From fish ponds to farmhouses, dovecotes to duck decoys, we care for a wide variety of agricultural buildings and features.
They reflect historical changes in agricultural technology and farming practice, the agricultural base of the country house estate, and the historical link between subsistence, field sports and the traditions of the countryside.
Duck decoy
You can see a rare example of a fully working 17th-century decoy at Boarstall Duck Decoy in Buckinghamshire.
Dovecotes
The stone dovecote at Willington Dovecote & Stables in Bedfordshire holds nesting boxes for over 1500 pigeons. Kinwarton Dovecote in Warwickshire dates from the 14th century and still houses doves.
Half-timbered Hawford Dovecote in Worcestershire is the surviving building of a monastic grange. Also in Worcestershire, Wichenford Dovecote dates from the 17th-century and is black-and-white half-timbered. An interesting octagonal dovecote, with doves, can be found at Felbrigg Hall in Norfolk.
Farms
Wimpole Home Farm in Cambridgeshire, built in 1794 at Wimpole Hall, houses a range of rare animal breeds.

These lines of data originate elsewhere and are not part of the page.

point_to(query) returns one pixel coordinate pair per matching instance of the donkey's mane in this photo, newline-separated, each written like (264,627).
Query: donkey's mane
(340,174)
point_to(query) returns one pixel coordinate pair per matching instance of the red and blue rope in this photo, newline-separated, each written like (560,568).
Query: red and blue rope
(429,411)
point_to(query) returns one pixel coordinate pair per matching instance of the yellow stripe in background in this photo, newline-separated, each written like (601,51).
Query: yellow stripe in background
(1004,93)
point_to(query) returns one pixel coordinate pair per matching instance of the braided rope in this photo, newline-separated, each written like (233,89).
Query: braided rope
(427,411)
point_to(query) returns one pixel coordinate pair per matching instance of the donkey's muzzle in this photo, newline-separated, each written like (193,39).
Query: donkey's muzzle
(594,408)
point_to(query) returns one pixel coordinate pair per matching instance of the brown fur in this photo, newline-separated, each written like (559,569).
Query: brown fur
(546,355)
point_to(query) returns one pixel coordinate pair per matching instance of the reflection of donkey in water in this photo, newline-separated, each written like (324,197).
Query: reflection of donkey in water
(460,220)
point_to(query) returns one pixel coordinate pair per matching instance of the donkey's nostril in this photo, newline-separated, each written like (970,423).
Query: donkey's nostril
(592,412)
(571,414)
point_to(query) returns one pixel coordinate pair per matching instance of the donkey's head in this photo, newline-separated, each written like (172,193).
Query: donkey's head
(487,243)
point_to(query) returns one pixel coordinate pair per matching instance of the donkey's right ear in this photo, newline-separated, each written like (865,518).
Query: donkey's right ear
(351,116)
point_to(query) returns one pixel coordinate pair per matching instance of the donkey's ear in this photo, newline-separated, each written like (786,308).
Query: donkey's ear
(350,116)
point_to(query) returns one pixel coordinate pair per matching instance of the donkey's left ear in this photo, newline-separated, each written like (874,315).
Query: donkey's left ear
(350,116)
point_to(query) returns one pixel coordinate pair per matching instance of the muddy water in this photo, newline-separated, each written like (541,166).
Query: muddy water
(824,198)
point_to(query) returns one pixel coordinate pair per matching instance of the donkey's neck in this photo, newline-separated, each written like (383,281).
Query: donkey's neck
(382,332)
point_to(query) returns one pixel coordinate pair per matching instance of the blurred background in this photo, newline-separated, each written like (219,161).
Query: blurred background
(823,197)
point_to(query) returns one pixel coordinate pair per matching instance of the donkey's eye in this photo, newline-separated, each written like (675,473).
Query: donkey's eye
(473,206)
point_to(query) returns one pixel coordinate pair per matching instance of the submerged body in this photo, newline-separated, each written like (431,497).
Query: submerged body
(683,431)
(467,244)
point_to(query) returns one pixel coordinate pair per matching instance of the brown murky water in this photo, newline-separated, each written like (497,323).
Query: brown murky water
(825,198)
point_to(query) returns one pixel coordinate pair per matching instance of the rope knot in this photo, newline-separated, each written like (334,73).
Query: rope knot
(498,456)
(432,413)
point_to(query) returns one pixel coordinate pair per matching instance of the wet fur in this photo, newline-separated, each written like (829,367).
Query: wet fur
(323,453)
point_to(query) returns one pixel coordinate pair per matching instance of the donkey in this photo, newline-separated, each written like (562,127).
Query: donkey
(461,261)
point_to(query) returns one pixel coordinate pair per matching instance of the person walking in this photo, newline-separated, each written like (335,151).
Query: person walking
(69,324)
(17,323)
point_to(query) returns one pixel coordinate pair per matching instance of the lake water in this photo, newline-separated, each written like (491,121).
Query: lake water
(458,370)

The small and charming estate of Llanerchaeron, Ceredigion, including its farm buildings and granary, has survived virtually unchanged since the late 18th century.
At Tatton Park in Cheshire there is a working 1930s farm. The Park Farm at Shugborough in Staffordshire has a rare breeds centre and working corn-mill.
The grounds at Sunnycroft in Shropshire amount to a ‘mini-farm’, with pigsties, stables, kitchen garden and orchards.
Barns
One of the largest barns in the country, Middle Littleton Tithe Barn in Worcestershire dates from the 13th century. Other 13th-century survivors are the monastic Coggeshall Grange Barn in Essex and Great Coxwell Barn in Oxfordshire.
Fifteenth-century Ashleworth Tithe Barn stands on the banks of the River Severn. West Pennard Court Barn in Somerset also dates from the 15th century. Fourteenth-century Bredon Barn in Worcestershire, built of Cotswold stone, was once a threshing barn. There is a magnificent monastic barn at Buckland Abbey in Devon.
Other National Trust places where you can see agricultural architecture:
Antony (dovecote) and Cotehele Mill in Cornwall. Lower Brockhampton in Herefordshire. Speke Hall in Liverpool. Cherryburn in Northumberland. Avebury and Lacock Village in Wiltshire. Braithwaite Hall, East Riddlesden Hall (Great Barn), Malham Tarn Estate and Upper Wharfedale in Yorkshire. Ardress House in County Armagh. Aberdeunant in Carmarthenshire. Ty’n-y-coed Uchaf in Conwy.